Multivariate models with all possible trait combinations are presented in this study. This is in contrast to much of the extant published literature, which feature only the three-trait function [5, 6, 8]. Validation classification accuracies ranged from 90.0 to 97.5% in females, and from 70.0 to 92.0% in males. Function M1, incorporating the ventral arc and medial aspect, was the most accurate two-trait model, with an overall classification accuracy of 90.0% and no sex bias. The three-trait model, Function M4, had an overall classification accuracy of 94.4% and a sex bias of − 5.5%. Only Function M3 had an overall classification accuracy below 85.0% and sex biases outside of acceptable limits, indicating that it should not be applied in forensic practice. However, as all two-trait combinations report statistically significant Wald values for their respective model fits, Functions M1 to M3 may be considered ‘best-fits’, despite the subpar performance of Function M3 relative to M1 and M2.

Effect of age

Although results from this study report lower overall classification accuracies between Functions A3 and A4 in Table 4, its difference is only 1.8%; both functions still maintain overall classification accuracies above 85.0% and an absolute sex bias of less than 5.0%, making them suitable for forensic application. Sex bias was also shifted from overestimating females in Function A3, to overestimating males in Function A4. This change is consistent with studies that report a shift toward more masculine presentations with pelvic traits in individuals aged 40 and older, and that such changes are more commonly observed in females [14, 15, 25]. These age-related changes may result in increased female misclassifications (i.e., greater male sex bias).

The medial aspect weighting in Function A2 was negative, while its weighting in all other functions were positive. This inversion is noteworthy as the trend suggests higher trait scores are more likely to be associated with individuals of male sex. When examining the composition of the sample subset aged < 30 years, the mean medial aspect trait scores in females and males were 2.82 and 2.77, respectively. These values may have influenced the inverse weighting in Function A2, as the mean score for females is higher than males. No other study utilising this standard has reported a pelvic trait variable with an inversed weighting.

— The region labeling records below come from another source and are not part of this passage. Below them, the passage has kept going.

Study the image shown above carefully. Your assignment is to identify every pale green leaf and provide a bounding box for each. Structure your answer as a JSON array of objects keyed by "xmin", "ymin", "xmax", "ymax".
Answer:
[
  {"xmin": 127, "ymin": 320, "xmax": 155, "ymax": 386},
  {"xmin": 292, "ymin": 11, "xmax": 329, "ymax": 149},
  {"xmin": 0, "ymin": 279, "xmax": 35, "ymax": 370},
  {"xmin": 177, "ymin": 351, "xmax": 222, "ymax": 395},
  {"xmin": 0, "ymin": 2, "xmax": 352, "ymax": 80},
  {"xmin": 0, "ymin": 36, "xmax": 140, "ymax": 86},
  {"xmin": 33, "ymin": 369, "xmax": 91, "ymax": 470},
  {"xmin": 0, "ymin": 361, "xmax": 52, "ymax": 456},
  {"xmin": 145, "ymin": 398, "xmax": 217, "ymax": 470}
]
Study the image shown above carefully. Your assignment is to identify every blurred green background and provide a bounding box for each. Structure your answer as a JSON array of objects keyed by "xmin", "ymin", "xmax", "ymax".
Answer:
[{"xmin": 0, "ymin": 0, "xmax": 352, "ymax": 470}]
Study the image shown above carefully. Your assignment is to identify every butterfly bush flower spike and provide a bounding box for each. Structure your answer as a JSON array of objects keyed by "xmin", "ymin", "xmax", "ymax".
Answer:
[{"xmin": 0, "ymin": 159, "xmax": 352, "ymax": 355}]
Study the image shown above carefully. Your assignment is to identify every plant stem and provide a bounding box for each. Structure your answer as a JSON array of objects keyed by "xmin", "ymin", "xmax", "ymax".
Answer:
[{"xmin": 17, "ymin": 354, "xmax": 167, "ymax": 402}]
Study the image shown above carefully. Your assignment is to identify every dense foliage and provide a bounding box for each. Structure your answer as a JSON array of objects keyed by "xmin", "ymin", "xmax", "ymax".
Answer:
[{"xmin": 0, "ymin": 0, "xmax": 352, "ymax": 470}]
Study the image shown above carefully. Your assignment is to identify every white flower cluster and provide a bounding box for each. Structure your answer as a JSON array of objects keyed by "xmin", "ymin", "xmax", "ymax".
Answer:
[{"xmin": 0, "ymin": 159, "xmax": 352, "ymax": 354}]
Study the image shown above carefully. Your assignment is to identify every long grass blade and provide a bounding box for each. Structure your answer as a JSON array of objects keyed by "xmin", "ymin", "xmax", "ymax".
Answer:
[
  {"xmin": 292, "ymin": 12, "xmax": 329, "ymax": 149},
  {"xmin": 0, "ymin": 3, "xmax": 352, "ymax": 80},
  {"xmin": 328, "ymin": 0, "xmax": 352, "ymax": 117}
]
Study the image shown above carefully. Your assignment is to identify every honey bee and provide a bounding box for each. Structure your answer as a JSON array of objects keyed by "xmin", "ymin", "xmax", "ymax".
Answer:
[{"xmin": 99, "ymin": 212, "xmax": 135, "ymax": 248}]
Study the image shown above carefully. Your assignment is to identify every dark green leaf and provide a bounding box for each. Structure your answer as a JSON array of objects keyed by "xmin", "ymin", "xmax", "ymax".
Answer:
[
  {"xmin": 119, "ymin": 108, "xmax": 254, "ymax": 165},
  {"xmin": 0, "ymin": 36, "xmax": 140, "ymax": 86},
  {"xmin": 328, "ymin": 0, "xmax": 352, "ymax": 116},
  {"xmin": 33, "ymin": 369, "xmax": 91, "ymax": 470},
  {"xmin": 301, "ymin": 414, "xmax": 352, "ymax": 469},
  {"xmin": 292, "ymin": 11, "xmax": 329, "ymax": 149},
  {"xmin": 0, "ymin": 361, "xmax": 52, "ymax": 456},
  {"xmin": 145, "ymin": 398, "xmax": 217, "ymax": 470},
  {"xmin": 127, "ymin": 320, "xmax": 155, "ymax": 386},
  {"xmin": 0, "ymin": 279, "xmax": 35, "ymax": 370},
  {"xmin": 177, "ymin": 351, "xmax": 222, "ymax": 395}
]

In contrast to the age-independent models, Wald values for both the medial aspect and subpubic concavity in Function A2 were non-significant. These suggest that the inclusion of these traits in Function A2 did not significantly contribute to the model fit. This is also reflected in its low Nagelkerke R2 value, which indicate that only 28.4% of variance in sex estimation is explained by Function A2. This, coupled with the small sample size in its associated subset (n = 47), suggest that Function A2 cannot be reliably applied in forensic practice.

Study limitations

Indonesia is a country with a diverse population mix spanning over 17,000 islands [31]. The results from this study capture only a minute subset of this population. Future studies that include samples taken from other Indonesian subpopulations would serve to improve and further validate the statistical models described in this study. Such endeavours have already been noted in other countries with large and disparate population centres, with results indicating overall classification accuracy above 90.0% (e.g [32]).

Conclusion

This present study has further validated the use of CT scans with the Klales et al. [5] standard in a contemporary Indonesian sample. Its improved performance against the global function in Kenyhercz et al. [8] underscores the importance of population-specific models. When considered, age-dependent models showed misclassifications shift from females to males in older age groups, which support the assertion of pelvic traits becoming ‘masculinised’ as individuals age. Overall, this study provides forensic practitioners in Indonesia access to more morphoscopic sex estimation standards optimised for its population.